Odd .NET Namespace Scoping Causes Compile-Time Exception
This isn’t really a bug in the .NET compilers, but it sure is an interesting namespace scoping issue that could easily be encountered. If this teaches you anything, be it that you should never name a nested namespace level the same name as one of its parents in the hierarchy.
In C#
First here’s the Compile Time Exception that I was getting:
The type or namespace name ‘Data’ does not exist in namespace ‘MyApp.Data.MyApp’ (are you missing an assembly reference?)
At first I was like “What do you mean namespace ‘Data’ doesn’t exist in ‘MyApp.Data’?”
Here’s the C# code that causes this exception:
namespace MyApp.Data
{
public partial class Person
{
public string Name { get; set; }
}
}
namespace MyApp.Data.MyApp
{
public partial class Billy : MyApp.Data.Person
{
}
}
If you are familiar with scoping of namespaces in .NET then you probably can see what the issue is. Remember, I has this issue in a large solution with multiple projects and it wasn’t as straight forward as this. This example is the most basic example that will raise this exception.

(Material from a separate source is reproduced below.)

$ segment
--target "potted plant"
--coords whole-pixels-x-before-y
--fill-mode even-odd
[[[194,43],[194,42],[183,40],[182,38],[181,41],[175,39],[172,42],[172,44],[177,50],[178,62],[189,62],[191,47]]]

Basically, since the ‘Billy’ class is within the ‘MyApp.Data.MyApp’ namespace, all references to the ‘MyApp’ namespace will be scoped to the nested ‘MyApp’ instead of the root. So, as a consequence, the ‘MyApp.Data.Person’ object doesn’t exist because the compiler is really looking for ‘MyApp.Data.MyApp.Data.Person’.
How about VB.NET?
Another thing to point out is that I also tested this in VB.NET, and the VB.NET compiler gives a similar compile-time exception message for the same ‘MyApp.Data.Person’ reference within the ‘Billy’ class. Here’s VB.NET’s message:
Type ‘MyApp.Data.Person’ is not defined
Here’s the VB.NET code:
Namespace MyApp.Data
Public Class Person
End Class
End Namespace
Namespace MyApp.Data.MyApp
Public Class Test
Public Sub New()
Dim person = New MyApp.Data.Person()
End Sub
End Class
End Namespace
Conclusion
You may assume, as I did at first, that the compiler should just fall back to the ‘MyApp’ root namespace if it can’t find the type within the nested namespace. This assumption was completely incorrect, and after thinking it over, the compilers response does make sense.
I actually never ran into this before, so I thought I would share.